Seen at Sadler's Wells


Great dance, particularly with the repeated "slow" moving bits. Music was quite captivating at times.

Robert Plant, Alison Krauss, Savina Yannatou

Savina Yannatou - Sumiglia – sad, doleful, style of Death Can Dance, just her voice and a violin



Latest album by Robert Plant and Alison Krauss - "Raise the roof"

Particularly "Last Kind Words Blues"



Julia Armfield - "Salt Slow"

Amazing magic realism / fantasy stories.
Beautiful way of phrasing things, juxtaposing feelings and impressions. (I've been using the wrong page numbers, of another book, for the first quotes and did not notice anything amiss.



To her eyes, there is nothing obviously wrong with any of them; they all wear logo T-shirts, like to pose next to barbecues, all seem partially blinded by the sun. Her friends, however, tap their screens to zoom in on throats and the corners of eyelids, reminding her that to love a man is to watch him buckle.


Later on, she goes back to the kitchen to wash up. Looking out into the shared garden, she sees Mrs Lumis making a shuffling tour of the lawn in the first of the snow. A strange sight, spectral. Like death walking in the morning, looking for its lost cat.


Knew herself for what she was: a great failure at solitude.
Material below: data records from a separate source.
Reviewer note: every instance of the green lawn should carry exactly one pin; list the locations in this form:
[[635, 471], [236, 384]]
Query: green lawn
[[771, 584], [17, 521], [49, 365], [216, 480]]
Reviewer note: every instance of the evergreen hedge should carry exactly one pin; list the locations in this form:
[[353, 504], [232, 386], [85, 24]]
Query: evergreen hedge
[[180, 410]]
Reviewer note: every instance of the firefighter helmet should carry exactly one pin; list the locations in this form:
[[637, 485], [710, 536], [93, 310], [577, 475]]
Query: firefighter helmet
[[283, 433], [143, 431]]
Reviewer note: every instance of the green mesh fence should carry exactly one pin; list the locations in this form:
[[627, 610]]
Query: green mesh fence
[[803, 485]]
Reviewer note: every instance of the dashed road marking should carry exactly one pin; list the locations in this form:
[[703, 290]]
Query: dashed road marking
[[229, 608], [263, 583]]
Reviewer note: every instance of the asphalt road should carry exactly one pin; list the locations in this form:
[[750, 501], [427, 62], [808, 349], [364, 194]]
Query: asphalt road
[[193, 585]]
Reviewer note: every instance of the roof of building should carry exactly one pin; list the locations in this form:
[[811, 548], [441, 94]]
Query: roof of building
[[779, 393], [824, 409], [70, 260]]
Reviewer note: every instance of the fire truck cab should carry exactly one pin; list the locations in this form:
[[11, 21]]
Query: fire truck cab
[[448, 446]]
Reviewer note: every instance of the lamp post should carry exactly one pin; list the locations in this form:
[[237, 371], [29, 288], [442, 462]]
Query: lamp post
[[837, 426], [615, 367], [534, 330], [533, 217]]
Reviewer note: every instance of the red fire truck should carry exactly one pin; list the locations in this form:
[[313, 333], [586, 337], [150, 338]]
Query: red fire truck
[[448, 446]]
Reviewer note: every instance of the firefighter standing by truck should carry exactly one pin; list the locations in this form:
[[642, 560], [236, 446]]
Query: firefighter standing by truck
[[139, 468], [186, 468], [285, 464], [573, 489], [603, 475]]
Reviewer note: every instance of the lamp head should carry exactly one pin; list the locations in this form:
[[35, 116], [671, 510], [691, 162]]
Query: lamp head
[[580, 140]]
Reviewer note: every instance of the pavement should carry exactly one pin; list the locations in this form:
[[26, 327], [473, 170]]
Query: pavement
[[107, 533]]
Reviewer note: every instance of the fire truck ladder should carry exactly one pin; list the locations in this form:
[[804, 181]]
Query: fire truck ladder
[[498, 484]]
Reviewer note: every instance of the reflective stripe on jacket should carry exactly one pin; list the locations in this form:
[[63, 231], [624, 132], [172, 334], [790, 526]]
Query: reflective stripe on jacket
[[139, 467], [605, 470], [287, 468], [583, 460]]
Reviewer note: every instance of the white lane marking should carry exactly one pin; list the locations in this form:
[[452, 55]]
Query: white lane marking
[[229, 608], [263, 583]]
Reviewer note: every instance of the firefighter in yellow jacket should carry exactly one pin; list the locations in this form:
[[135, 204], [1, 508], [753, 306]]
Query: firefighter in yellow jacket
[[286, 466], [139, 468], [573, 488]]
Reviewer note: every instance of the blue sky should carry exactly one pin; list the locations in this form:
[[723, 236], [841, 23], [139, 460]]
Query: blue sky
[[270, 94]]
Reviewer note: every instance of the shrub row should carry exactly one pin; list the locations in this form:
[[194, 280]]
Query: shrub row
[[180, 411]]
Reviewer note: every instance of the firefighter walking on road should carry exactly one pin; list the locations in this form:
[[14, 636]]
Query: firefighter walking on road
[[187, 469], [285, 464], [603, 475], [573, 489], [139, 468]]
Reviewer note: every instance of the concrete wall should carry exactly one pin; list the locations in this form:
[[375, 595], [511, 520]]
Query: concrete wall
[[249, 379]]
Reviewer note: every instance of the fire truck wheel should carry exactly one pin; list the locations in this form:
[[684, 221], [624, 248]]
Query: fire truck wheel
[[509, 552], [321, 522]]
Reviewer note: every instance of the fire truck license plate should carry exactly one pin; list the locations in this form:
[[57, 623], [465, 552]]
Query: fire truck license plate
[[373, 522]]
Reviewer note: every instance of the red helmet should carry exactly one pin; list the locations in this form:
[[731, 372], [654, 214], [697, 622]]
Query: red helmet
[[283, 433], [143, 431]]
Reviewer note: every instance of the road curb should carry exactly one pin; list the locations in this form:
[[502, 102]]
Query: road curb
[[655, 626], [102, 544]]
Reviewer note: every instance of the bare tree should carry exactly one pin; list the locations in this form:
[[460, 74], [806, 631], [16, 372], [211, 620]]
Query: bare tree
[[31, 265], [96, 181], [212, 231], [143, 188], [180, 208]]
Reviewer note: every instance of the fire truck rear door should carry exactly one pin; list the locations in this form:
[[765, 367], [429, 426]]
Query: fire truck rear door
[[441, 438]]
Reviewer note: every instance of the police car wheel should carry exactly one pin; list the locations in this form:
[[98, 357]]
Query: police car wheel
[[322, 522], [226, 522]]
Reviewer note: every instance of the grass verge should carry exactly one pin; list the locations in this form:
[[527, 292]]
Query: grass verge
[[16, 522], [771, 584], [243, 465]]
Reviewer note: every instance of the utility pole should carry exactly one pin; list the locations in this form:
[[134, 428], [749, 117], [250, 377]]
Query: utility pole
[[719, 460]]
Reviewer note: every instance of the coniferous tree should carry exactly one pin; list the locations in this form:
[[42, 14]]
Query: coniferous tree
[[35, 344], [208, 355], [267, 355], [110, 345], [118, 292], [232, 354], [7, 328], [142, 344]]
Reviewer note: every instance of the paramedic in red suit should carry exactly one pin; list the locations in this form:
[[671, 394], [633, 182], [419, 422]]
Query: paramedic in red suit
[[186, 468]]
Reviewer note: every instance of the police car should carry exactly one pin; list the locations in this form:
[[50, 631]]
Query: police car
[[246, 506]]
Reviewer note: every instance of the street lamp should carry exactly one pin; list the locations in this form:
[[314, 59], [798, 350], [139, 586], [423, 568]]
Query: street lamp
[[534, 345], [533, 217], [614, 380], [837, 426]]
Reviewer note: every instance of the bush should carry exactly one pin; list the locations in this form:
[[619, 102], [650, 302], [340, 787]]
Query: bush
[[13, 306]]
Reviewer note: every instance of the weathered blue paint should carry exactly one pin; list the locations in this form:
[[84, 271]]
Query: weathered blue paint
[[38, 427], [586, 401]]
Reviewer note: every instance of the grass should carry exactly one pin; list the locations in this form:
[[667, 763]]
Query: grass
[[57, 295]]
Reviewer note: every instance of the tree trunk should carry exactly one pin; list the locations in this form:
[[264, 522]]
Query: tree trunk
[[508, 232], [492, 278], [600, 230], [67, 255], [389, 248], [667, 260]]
Sluicing through her twenties illuminated only by the glow of terrestrial television, finding much to her dismay at the age of twenty-nine that she longed to amuse and to be longed for. A faint life. Eating apricots and growing bony and forgetting how to talk to people Loneliness like a taste on the skin.


Mornings have been the hardest things to adapt to; company after three decades of waking up alone. She has always considered herself the kind of person seen to best effect at four p.m., once the day has burnt away and softened up her difficulties. Having someone with her from the outset gives her no rehearsal space, no time to sink down into some more pliable version of the creature she is to begin with.